We used to talk about the “borderless” environment of the Internet. These days, that view is looking increasingly outmoded and utopian, in large part because of the intersection of law enforcement and privacy concerns. Steady increases in regulation (and enforcement of existing regulation) in these areas is increasingly prompting two types of responses by global businesses:
- delivery of Internet services using servers and other facilities located in the country or region (e.g. the European Union) where the services are provided; and
- global compliance with the regulation of one country or region.
A couple of developments in the first half of April illustrate these two approaches:
- The European Court of Justice (ECJ) found the European Data Retention Directive inconsistent with EU privacy and data protection law, as my colleague Daniella Terruso has already reported on this blog. This 2006 directive required all EU member states to adopt laws requiring public communications operators to retain data on user communications for 6 to 24 months. One of the bases for the ECJ decision was that the directive did not require retention of data within the EU (although some member states have imposed such a requirement via their national legislation). In our experience, many US-headquartered companies were already pursuing local retention strategies – for data retained under the directive, and otherwise – and the ECJ decision is likely to accelerate this trend.
- Microsoft obtained confirmation from the national data protection authorities of the EU’s 28 member states that its cloud services are subject to requirements of EU data protection law wherever the data are stored (at least for customers who opt to accept these protections through a contractual addendum), and therefore are fully compliant with that law for global customers.

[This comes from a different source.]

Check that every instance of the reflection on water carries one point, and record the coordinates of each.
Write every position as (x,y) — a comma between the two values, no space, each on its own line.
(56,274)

Earlier examples of both types of responses are numerous, and in fact it is US regulation which has previously been the largest driver of such actions. Global companies are familiar with the need to comply with US law that has extraterritorial effect on such areas as securities, mergers, export control, and anti-corruption. And the US FBI has long worked with other US regulators to strongly encourage foreign operators to maintain facilities in the United States to permit interception of communications. We have long expected this approach to bite back at US companies, and now, increasingly, it is. Major emerging markets like China, India, Brazil, and Turkey have been among the quickest to apply their national laws aggressively to maintain jurisdiction over foreign companies that wish to access their growing markets.
Beyond explicit regulation, there are increasing commercial drivers for businesses to retain locally or comply globally. For example, for the last few years, many European providers of Internet and cloud services have argued that non-US customers should be reluctant to use US service providers, because of accessibility of data in the United States to US law enforcement. In fact, this argument is suspect from a legal perspective, because US law and practice are significantly more protective of the privacy of customer data than the law and practice of many European countries. For example, in the UK, the Regulation of Investigatory Powers Act 2000 allows a huge number of government bodies (including tax authorities and fire departments) to obtain communications data (e.g. information on caller and calling party, location for mobile calls, etc.) without court involvement. And Italy leads the world in real-time wiretaps of communications. But these points have started to ring a little hollow in the wake of the Snowden disclosures, and have prompted significant action.
In short, watch this space. Localization of Internet facilities and globalization of compliance with data regulation are likely to continue to increase in coming years.